Last week, DirecTV began a similar program called Home Premiere, which offers movie rentals from Fox, Universal, Warner and Sony 60 days after their theatrical premiere for $60.
On Wednesday, a DirecTV rep confirmed that the satellite service provider has also issued a survey to select subscribers asking their thoughts for a much broader VOD offering — or, as the survey described it, "a streaming-only Netflix-like service for a flat fee per month."
"We are constantly reaching out to customers with various surveys and taking the temperature in the marketplace," a DirecTV rep told TheWrap. "It does not mean we are necessarily moving forward with anything contained within the survey, but merely checking in the consumer minset to keep our business strong."

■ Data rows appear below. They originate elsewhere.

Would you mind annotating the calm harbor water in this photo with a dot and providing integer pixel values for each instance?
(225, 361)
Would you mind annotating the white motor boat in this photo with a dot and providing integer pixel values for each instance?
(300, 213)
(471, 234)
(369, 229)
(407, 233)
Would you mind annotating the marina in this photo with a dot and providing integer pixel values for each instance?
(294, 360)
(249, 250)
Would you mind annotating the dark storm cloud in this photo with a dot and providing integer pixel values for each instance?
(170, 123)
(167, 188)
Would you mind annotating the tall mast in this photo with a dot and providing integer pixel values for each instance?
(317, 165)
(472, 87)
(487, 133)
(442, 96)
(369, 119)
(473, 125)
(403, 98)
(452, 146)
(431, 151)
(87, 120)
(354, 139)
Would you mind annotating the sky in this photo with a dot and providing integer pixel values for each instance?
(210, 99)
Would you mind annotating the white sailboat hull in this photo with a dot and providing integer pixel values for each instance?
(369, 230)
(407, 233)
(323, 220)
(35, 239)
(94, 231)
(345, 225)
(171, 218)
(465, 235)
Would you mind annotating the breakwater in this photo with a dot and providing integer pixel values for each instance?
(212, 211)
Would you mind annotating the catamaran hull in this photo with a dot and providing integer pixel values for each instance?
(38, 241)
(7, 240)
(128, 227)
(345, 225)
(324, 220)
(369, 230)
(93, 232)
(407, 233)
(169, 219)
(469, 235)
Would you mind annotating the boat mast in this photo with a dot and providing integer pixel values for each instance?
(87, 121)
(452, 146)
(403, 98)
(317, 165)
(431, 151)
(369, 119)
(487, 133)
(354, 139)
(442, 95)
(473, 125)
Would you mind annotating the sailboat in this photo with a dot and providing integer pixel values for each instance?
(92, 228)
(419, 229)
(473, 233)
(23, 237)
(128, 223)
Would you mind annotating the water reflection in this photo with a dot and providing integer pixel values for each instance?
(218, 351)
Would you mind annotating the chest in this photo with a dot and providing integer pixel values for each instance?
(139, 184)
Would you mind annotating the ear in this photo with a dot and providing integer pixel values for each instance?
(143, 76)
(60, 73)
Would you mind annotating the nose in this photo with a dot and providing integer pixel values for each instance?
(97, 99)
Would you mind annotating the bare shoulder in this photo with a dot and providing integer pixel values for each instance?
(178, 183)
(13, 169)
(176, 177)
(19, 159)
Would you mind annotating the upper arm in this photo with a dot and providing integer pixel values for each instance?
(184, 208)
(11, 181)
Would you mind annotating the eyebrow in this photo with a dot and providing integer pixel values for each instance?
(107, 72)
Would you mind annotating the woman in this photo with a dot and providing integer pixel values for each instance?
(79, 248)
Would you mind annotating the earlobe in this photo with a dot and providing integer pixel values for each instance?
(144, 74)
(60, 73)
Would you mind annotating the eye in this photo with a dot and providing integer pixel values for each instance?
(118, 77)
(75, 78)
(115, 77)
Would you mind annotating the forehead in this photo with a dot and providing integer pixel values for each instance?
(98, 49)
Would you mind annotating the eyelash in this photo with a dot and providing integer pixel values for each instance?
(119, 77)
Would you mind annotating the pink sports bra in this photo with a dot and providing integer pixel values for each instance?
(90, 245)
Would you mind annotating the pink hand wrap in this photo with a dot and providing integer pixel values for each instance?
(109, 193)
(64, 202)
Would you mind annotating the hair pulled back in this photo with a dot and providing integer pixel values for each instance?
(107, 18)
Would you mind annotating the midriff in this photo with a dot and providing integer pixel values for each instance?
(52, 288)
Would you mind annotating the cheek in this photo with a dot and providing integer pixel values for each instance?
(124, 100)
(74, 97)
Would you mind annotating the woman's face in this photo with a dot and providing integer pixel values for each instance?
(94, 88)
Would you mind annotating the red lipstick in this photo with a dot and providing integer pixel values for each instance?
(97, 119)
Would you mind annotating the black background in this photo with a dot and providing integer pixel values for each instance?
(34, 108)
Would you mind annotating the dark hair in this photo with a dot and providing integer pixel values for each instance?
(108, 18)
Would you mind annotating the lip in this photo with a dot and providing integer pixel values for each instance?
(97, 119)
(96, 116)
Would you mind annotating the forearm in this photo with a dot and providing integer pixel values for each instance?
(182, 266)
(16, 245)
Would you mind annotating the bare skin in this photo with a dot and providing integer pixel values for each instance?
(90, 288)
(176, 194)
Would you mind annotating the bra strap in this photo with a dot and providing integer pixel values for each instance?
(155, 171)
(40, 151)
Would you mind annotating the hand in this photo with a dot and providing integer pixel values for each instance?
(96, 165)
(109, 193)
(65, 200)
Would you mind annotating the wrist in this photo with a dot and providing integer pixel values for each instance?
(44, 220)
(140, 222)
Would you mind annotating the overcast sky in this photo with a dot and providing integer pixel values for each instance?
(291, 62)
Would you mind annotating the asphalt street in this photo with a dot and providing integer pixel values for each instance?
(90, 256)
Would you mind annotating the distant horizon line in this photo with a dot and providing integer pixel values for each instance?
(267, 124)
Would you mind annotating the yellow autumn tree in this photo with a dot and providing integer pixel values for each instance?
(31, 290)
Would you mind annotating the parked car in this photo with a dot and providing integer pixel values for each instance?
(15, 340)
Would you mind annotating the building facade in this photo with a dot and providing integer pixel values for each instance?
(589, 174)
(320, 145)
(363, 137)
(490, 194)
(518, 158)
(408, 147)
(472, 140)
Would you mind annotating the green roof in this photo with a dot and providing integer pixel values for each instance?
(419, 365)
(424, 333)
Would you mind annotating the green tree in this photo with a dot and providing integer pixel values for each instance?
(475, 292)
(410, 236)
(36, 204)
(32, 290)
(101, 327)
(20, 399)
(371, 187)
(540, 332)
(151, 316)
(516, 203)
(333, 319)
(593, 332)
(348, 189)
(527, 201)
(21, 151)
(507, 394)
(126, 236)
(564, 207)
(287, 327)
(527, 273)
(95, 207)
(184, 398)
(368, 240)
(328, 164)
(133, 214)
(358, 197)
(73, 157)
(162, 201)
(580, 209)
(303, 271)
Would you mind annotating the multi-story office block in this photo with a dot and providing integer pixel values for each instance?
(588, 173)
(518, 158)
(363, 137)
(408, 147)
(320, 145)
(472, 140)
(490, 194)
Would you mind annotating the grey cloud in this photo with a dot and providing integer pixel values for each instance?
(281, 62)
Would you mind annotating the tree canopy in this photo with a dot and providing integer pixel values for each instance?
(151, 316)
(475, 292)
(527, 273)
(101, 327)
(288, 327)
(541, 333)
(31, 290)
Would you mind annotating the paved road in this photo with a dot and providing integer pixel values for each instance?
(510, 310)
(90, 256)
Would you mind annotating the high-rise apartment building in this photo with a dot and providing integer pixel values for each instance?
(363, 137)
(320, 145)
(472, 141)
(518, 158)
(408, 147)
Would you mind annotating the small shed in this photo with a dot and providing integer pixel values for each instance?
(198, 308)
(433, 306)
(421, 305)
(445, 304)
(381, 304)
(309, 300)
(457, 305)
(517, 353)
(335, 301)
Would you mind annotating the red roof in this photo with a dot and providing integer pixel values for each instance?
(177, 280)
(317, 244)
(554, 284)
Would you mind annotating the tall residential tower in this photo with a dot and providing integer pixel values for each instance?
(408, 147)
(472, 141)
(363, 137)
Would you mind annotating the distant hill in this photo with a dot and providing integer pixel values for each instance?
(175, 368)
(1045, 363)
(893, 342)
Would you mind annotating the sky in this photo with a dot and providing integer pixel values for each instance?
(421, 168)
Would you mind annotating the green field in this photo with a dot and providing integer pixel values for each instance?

As for the Philadelphia-based Comcast, it's just the latest media company to explore the VOD explosion.
As TheWrap first reported on Tuesday, YouTube will imminently launch a movie-on-demand service charging users to stream mainstream Hollywood movies off the world’s largest video sharing site. The service may start as early as this week or next, and is expected to be announced soon by YouTube.
Major studios including Sony Pictures Entertainment, Warner Brothers and Universal have licensed their movies for the new service, as have numerous independent studios, including Lionsgate and the library-rich Kino Lorber, according to movie executives with knowledge of the deals in place.